Try: crontab -r unset EDITOR VISUAL crontab -e Modifications are not detected. This is because vixie-cron compares fstat results from a filedescriptor before and after editing, but vim-minimal does a 'rename, write new file, unlink old file' sequence. Not sure if this is vim's fault or vixie-cron's.
This defect is considered MUST-FIX for Florence Release-Candidate #1
This should probably be fixed in cron, since there are other editors doing the same things and a user can export EDITOR="just about anything". I'll try to fix vim though. (vim-enhanced doesn't have this problem, by the way).

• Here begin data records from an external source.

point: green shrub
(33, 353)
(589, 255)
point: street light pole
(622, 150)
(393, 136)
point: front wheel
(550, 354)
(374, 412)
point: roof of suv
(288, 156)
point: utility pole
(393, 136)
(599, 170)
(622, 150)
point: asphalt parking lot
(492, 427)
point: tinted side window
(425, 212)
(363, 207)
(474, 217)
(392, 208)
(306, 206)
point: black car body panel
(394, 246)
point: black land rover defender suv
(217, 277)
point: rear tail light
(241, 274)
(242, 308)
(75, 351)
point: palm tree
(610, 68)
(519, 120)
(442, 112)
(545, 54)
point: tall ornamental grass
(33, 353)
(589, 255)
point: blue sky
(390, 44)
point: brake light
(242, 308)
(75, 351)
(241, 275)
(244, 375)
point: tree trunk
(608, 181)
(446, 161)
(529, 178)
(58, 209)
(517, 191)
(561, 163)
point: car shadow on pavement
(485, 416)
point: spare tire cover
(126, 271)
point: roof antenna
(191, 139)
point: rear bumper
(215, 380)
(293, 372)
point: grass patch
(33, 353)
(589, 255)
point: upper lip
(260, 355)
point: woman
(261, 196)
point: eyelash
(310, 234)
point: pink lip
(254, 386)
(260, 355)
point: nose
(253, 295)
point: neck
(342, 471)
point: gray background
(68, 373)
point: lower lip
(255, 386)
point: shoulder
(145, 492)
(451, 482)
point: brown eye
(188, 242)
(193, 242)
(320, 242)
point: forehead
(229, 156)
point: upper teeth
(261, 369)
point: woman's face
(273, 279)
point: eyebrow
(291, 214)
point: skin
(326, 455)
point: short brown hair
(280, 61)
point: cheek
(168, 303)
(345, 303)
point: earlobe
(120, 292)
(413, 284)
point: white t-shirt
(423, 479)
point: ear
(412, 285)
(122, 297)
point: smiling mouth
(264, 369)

Hmm, here's what a comment in the source says: /* we still have the file open. editors will generally rewrite the * original file rather than renaming/unlinking it and starting a * new one; even backup files are supposed to be made by copying * rather than by renaming. if some editor does not support this, * then don't use it. the security problems are more severe if we * close and reopen the file around the edit. */
Thinking about it, this seems sucky. I think crontab is too paranoid here: why can't it make a secure tmp directory and plonk the file in there? But maybe there's a security thing I've overlooked.
vim 0.6-0.23 handles this correctly, so it's no longer a vim issue. I still think it should be fixed in cron though. I don't see a security problem either (unless we're overlooking the same thing).
There apparently is a security problem; the recent advisory from Debian & FreeBSD is fixed by making the checks that it's editing the file in place even *more* stringent. I'm currently trying to reproduce the problem to see if there is a different way to fix it.
OK, there are two things here. The security problem had to do with the case where the user unlinks the file they are editing, and symlinks it to something else. We're not currently vulnerable to this, because we have the same fix more-or-less already integrated. I'm not sure how to close and reopen the file and *not* be vulnerable to this, as the crontab file pretty much has to be somewhere writable by the user.